I was given the guided tour by the Principal Sue Dare. She was rightly proud of how the college has taken steps to improve both their buildings and facilities - two of the three campuses having had a complete re-build in the past five years, with further major work in the pipeline – and more importantly improved the prospects for local young people.
Northbrook delivers a wide range of provision to over 16,000 students. Many of the subjects they offer reflect West Sussex’s regional strengths in advanced engineering, creative industries, social care and tourism.
Sue said: “At Northbrook we have a real commitment to deliver a significant and measurable benefit to our local community. By aligning our curriculum provision with the needs of employers we can ensure our young people have the best chance of finding work and building a career, and help local businesses met their skills needs which in turn helps the regional economy grow.”

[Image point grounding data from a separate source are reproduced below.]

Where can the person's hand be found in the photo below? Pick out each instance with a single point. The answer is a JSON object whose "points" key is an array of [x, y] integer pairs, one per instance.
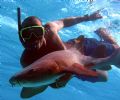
{"points": [[95, 15]]}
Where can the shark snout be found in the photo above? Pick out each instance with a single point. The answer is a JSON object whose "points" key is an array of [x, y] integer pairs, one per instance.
{"points": [[13, 81]]}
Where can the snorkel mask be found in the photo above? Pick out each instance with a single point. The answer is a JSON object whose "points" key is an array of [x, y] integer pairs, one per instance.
{"points": [[27, 32]]}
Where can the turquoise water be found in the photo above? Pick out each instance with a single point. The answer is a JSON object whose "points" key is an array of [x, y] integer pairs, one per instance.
{"points": [[48, 10]]}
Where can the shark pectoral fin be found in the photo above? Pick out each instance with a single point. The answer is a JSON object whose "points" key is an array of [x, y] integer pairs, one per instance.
{"points": [[78, 69], [62, 81], [106, 68], [28, 92]]}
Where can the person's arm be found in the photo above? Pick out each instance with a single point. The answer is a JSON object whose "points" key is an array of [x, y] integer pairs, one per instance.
{"points": [[103, 33], [67, 22]]}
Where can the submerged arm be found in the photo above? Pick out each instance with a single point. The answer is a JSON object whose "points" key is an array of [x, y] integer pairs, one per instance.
{"points": [[70, 21]]}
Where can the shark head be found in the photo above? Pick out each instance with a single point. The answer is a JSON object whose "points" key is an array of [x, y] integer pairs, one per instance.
{"points": [[33, 77]]}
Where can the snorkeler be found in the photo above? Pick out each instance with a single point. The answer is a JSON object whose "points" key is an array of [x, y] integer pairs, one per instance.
{"points": [[39, 40]]}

Our first point of call was the Broadwater site which caters to 16-19 year olds. It primarily delivers vocational courses; a great option for young people for whom the traditional academic route of GCSEs onto A-levels may not appeal. Northbrook works extensively with local schools to reach and support these pupils enabling them to make a positive choice about their future and find a course which suits their interests.
In addition the reach and ethos of college sees it helping young people even earlier in life. Leveraging an extensive network of employer links Northbrook has taken on the role of organising work experience for all of the 23 local secondary schools. This is fantastic. Gaining good quality work experience is of significant benefit and often a major factor in securing employment.

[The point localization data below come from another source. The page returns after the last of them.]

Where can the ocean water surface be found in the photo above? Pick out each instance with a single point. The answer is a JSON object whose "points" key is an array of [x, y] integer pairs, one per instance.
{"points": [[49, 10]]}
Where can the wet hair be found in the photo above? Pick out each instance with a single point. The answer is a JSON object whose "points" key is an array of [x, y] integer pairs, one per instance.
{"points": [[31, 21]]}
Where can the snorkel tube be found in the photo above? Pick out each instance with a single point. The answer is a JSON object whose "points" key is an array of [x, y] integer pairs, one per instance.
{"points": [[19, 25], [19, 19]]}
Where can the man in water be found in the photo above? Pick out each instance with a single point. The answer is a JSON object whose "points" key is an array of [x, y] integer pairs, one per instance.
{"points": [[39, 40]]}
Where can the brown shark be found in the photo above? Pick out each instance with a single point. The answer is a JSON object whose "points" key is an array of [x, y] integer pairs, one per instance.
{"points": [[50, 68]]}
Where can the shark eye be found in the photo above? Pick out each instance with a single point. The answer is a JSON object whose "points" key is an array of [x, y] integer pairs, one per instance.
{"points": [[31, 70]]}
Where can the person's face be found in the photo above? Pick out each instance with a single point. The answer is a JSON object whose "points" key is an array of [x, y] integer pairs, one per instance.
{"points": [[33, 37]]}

The next stop was the Shoreham Airport site - a mecca of cars, bikes and aeroplanes. With a superb set-up including two competitive racing cars for the students to develop their engineering skills on, there was a real buzz about the place. The students here are mostly Apprentices and so are already employed and earning whilst they learn. Apprenticeships enable the students to progress both their education and at work, with most leading directly into a permanent job once the training stage is completed.
The ‘University Centre’, as the West Durrington campus is known, completes Northbrook’s offering. Students can study a wide range of vocational degrees including design, textiles, photography, music and the theatre to list but a few. Many of the courses include working on commissions from local employers or community groups and so helps students develop skills in a real life context. The result is strong progression into employment including giving students the confidence to consider self-employment – in turn creating new businesses and potentially future employers.
By the end of the day, I felt that I really understood the ethos and vision behind Northbrook College. It has firmly anchored itself at the heart of the local community and economy, demonstrating the connectivity between education provider and businesses that UKCES sees as essential to better preparing people for work. And it does work - 92% of Northbrook’s full-time students either gain employment or progress into higher education. This high figure is even more impressive considering up to 80% of the younger students had left school without a grade C GCSE in both English and Maths. I’d seen just a small glimpse of the hard work and learning behind these statistics on my tour, but it was a great reminder of the positive impact of further education on young lives and the community.